What will the Energy for Tomorrow grant be used for?
We want to develop The C.H.E.E.S.E. Project to be financially sustainable without grants so it can be scaled up nationally. It needs to be a model as well as a pilot, and we need to create a manual, so every franchisee knows exactly how to run the replica business. We’ll be able to take on some staff, and design an automated online booking system that will save so much time. We’re also developing our CPD training course for our Energy Tracers® so that much of it can be done remotely. The fact that the grant runs for three years is brilliant, because that allows us the time to firmly establish ourselves so hopefully we’re able to pay our way by the end.

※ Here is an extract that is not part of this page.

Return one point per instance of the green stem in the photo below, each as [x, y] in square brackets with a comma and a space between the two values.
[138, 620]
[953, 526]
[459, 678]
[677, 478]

Have you benefitted from any expertise alongside the funding?
Yes, a session on measuring social impact was very useful. Once we expand beyond Bristol and Bath, hopefully later this year, we’re hoping for support to help us show British Gas customers how we can help them make their homes more energy-efficient and reduce their energy bills.
Have you had any setbacks so far?
We’ve had so many grants turned down, which is always a blow. And of course Covid stopped us in our tracks – that was a season and a half gone as we only do our surveys in colder weather, because there needs to be at least an 8-degree difference between indoor and outdoor temperature for them to work well.
Aside from scaling up to become a franchise, what other plans do you have for the future?
We’ve already designed a unique Heatview® app and are testing our own bespoke camera prototypes for use next winter, which are far cheaper, and developing a new blower door. We want to introduce ‘Warm Up Skill Up’, a programme to train people to do some of the remedial work themselves post-survey to break down barriers to DIY-style retrofit action. We’re also working on the ability to do surveys in warmer weather.